Indian Paintings from Brooklyn Museum Selected Through Unique Online Experiment

Brooklyn Museum Split SecondSplit Second: Indian Paintings, a small installation of ten rarely seen works from the Brooklyn Museum collection, on view July 13 through December 31, 2011, will result from a unique online experiment that was inspired by Malcolm Gladwell’s critically acclaimed book Blink: The Power of Thinking Without Thinking.

The project is designed to explore how a viewer’s initial reaction to an artwork is affected by what they know, what they are asked, and what they have been told about the object in question. Just launched on the Museum website at http://www.brooklynmuseum.org/opencollection/labs/splitsecond/, the experiment consists of three steps.

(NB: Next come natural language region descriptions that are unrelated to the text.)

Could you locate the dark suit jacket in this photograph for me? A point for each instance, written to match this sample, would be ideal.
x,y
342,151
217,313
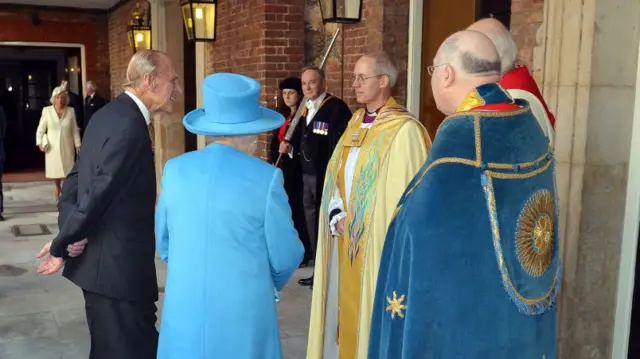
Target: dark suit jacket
x,y
318,147
91,106
334,114
109,198
3,132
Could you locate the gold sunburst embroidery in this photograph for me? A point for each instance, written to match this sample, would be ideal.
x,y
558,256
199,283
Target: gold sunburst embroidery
x,y
535,234
395,306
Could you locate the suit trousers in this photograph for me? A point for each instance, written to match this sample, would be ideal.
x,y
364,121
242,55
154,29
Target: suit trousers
x,y
1,193
121,329
310,204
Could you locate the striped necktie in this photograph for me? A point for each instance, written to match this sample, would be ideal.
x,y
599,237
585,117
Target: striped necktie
x,y
151,136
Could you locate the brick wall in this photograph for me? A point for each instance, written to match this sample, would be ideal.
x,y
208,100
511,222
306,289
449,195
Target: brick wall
x,y
88,28
268,50
119,51
384,27
526,18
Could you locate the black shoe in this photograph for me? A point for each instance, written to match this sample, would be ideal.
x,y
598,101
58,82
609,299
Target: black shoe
x,y
306,281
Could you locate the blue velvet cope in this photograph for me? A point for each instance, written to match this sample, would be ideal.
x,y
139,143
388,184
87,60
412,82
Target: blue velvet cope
x,y
470,267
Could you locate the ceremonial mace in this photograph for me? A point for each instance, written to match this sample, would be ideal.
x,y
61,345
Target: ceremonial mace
x,y
296,118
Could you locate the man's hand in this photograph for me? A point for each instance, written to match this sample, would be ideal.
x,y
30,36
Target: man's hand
x,y
51,264
77,248
340,226
285,147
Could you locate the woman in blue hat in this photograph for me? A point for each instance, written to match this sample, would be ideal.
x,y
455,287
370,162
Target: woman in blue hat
x,y
223,224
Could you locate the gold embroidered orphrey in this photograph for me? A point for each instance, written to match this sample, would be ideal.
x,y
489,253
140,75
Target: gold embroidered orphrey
x,y
535,234
395,306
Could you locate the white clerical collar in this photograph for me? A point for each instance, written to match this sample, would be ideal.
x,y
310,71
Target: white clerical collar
x,y
141,106
315,104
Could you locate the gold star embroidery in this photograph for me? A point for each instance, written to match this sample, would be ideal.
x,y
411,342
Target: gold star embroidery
x,y
395,306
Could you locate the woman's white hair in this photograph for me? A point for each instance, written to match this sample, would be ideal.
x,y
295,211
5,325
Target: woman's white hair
x,y
239,141
57,92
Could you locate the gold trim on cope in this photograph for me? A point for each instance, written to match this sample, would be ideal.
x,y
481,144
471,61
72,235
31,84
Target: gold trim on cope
x,y
395,306
535,235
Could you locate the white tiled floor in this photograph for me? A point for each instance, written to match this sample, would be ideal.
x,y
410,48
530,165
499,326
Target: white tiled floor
x,y
43,317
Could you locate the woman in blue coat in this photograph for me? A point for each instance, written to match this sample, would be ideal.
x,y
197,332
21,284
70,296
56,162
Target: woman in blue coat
x,y
223,225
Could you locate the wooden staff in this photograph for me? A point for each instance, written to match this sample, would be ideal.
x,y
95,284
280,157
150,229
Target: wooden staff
x,y
296,118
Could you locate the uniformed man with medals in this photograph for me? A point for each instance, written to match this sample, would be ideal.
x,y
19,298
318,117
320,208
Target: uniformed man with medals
x,y
324,119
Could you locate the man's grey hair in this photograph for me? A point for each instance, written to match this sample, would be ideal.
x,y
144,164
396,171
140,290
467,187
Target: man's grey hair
x,y
91,86
318,70
468,62
384,66
507,48
143,63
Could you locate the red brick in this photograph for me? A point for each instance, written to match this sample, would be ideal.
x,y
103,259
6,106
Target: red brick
x,y
119,51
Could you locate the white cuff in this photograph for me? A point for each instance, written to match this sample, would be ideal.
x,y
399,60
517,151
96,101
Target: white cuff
x,y
337,218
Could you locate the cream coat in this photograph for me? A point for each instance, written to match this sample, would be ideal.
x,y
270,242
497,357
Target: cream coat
x,y
60,137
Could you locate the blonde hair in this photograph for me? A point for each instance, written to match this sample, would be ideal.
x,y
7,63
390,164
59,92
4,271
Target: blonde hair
x,y
59,91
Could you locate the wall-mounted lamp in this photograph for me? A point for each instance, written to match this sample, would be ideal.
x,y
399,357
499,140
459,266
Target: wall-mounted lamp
x,y
139,33
341,11
199,19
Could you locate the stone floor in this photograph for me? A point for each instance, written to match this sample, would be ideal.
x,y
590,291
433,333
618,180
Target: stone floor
x,y
42,317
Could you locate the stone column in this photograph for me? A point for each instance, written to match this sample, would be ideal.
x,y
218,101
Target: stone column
x,y
166,27
590,60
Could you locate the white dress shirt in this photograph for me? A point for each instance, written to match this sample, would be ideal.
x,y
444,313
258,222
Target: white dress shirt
x,y
313,107
143,108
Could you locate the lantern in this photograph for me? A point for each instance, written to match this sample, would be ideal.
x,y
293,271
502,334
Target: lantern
x,y
341,11
199,19
139,33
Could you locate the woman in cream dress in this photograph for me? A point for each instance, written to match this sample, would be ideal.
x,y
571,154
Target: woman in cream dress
x,y
58,137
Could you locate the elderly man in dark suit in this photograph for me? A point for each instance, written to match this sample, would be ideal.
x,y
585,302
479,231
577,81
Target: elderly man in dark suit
x,y
109,198
92,102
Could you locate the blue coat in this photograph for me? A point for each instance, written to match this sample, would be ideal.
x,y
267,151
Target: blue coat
x,y
224,226
471,267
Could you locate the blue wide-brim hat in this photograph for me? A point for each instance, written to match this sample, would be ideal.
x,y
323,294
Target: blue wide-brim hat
x,y
231,107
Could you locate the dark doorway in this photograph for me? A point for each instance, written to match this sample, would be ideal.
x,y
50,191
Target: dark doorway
x,y
634,333
441,19
27,77
190,89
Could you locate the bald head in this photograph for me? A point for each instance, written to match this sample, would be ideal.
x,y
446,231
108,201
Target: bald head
x,y
471,52
502,40
465,60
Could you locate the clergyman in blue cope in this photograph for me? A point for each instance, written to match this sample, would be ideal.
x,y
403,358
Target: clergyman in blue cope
x,y
470,268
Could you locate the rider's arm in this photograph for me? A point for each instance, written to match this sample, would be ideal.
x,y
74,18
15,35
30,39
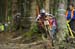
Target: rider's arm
x,y
38,17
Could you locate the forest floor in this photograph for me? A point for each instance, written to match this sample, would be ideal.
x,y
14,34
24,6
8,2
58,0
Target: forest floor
x,y
8,42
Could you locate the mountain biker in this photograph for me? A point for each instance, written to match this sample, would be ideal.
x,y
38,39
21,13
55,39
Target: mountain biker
x,y
70,16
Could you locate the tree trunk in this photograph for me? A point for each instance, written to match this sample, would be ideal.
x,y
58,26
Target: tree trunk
x,y
33,12
61,21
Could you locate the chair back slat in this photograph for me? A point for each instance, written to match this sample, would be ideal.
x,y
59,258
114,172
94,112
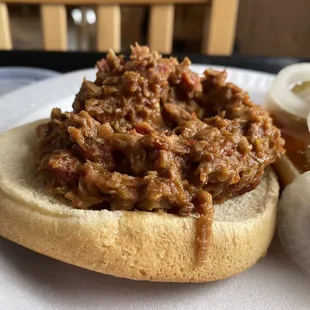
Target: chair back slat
x,y
218,34
54,27
221,28
109,27
5,34
161,28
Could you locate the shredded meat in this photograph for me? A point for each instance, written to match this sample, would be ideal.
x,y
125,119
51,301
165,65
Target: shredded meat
x,y
150,134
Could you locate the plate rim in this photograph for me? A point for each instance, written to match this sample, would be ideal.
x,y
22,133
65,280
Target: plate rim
x,y
13,109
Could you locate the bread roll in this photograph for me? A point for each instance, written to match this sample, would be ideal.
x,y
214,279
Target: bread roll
x,y
130,244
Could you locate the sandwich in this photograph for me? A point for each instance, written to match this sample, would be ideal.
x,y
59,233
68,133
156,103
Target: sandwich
x,y
156,174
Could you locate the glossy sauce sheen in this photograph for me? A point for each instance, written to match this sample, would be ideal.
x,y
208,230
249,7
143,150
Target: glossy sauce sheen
x,y
297,139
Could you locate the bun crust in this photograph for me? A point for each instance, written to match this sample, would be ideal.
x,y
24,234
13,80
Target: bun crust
x,y
134,245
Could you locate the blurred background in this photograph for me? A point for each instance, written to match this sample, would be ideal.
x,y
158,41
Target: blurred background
x,y
264,27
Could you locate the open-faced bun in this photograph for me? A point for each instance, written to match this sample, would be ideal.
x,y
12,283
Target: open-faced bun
x,y
129,244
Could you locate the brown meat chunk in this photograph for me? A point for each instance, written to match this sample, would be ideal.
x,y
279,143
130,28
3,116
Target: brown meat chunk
x,y
150,134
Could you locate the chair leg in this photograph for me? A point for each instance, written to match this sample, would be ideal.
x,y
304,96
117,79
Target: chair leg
x,y
5,34
220,28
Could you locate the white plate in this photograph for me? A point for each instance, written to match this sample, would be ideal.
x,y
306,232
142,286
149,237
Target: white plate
x,y
32,281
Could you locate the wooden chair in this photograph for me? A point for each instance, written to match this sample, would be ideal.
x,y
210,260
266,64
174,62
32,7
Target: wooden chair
x,y
219,30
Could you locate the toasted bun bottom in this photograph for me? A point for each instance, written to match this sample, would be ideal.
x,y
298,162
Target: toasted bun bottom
x,y
134,245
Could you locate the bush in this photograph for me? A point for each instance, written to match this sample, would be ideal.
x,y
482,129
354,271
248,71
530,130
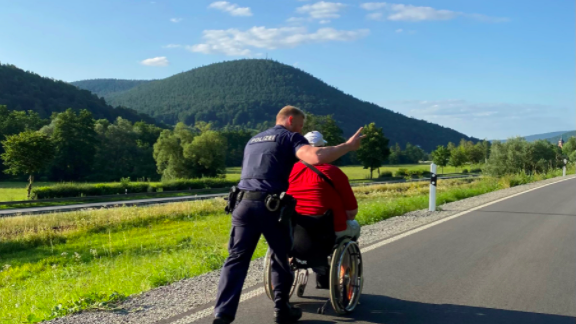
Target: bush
x,y
65,190
415,173
401,173
385,174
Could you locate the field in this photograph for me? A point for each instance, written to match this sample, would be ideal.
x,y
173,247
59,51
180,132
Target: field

The first phase consists of a timed trial. To gauge a person’s split-second reaction to a work of art, participants are given four seconds on a countdown clock and asked to select which painting they prefer from a randomly generated pair of images pulled from a pool of 167 works. Next, they are asked to write about a painting in their own words and then rate its appeal on a scale. In the final step, participants are asked to rate a work of art after being given unlimited time to view it alongside a typical interpretive text.

Each part of the exercise aims to examine how a different type of information—or lack thereof—affects a viewer’s reaction to a work of art.

The resulting installation will include the Indian paintings that generated the most controversial and dynamic responses during the evaluation process. Each painting will be accompanied by an analysis of the data collected and a visualization of the data that explores the public’s response during the online evaluation.

The Brooklyn Museum’s collection of Indian paintings is considered among the finest in the United States,and is rarely on public view because of the paintings’ extreme sensitivity to light. Split Second: Indian Paintings provides a rare opportunity to view these seldom seen works.

The installation is organized by Shelley Bernstein, Chief of Technology, in consultation with Joan Cummins, Lisa and Bernard Selz Curator of Asian Art, Brooklyn Museum. Bernstein was also the organizer of the landmark exhibition Click! A Crowd-Curated Exhibition, presented at the Brooklyn Museum in 2008.